Even if I hadn’t just read his two memoirs—Barry Sonnenfeld, Call Your Mother and Best Possible Place, Worst Possible Time—the news of the past couple of days would’ve reminded me of Sonnenfeld’s Big Trouble. Based on Dave Barry’s 1999 novel, Big Trouble was scheduled for release on September 21, 2001, but, like so many others, was pulled from release calendars because of unfortunate similarities to the September 11, 2001 attacks. Many movies were affected by this, and many were altered, inexplicably removing the Twin Towers from films show before September 11, erasing what would’ve been the final images of the World Trade Center on film. Zoolander is one of those films missing the Towers; Cameron Crowe insisted he keep them for Vanilla Sky. Neither of them missed their fall 2001 release dates.

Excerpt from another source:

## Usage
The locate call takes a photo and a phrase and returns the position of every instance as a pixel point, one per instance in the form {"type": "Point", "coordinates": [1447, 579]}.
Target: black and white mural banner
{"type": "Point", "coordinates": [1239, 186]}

Big Trouble did, despite being set entirely in Miami. Dennis Farina and Jack Kehler have been hired to assassinate Stanley Tucci, father of Zooey Deschanel and husband of Rene Russo; Deschanel’s classmates Ben Foster and DJ Qualls inadvertently interrupt the assassination by pranking Deschanel, leaving a bullet in a TV and cops Janeane Garofalo and Patrick Warburton on the scene. Tim Allen’s ostensibly the star of this movie, but after delivering some voice over in some early scenes in which he appears, he’s missing in action for most of the movie. Somehow, a nuclear bomb gets onto an airplane and everyone heads to the airport.
FBI agents, a hippy who loves Fritos who Sofia Vergara thinks is Jesus Christ (Jason Lee), goats and gators… a very wacky comedy set to non-stop wacky, lampshade on your head music, the very kind that Sonnenfeld rails against in his interviews and books. This is bootleg Elmore Leonard, with a good cast of characters with little to do but wail and wave their arms.
But it’s not an unwatchable failure like Sonnenfeld’s Wild Wild West. I saw both of these movies when they came out, but the promotion was miles apart: you couldn’t escape Wild Wild West in New York City when it came out in 1999. Even as a six-year-old I knew I was being ripped off and let down by the actual movie, but I liked the tie-ins. I remember a very elaborate Burger King display… Big Trouble was dumped into one of the screens at the United Artists Union Square 14 in April 2002, and I saw it with my mom and brother. We went to Toys ‘R’ Us afterwards and didn’t get anything. It was already dark. The zany comedy would run its course for a few more years, but by 2003 a new wave—the last wave?—of comedy had arrived in Hollywood. There would be many more cameras, many more takes, and far fewer set pieces and stunts. No wonder Sonnenfeld regards Big Trouble as one of his best movies: it’s a perfectly made product of its time, already obsolete upon release.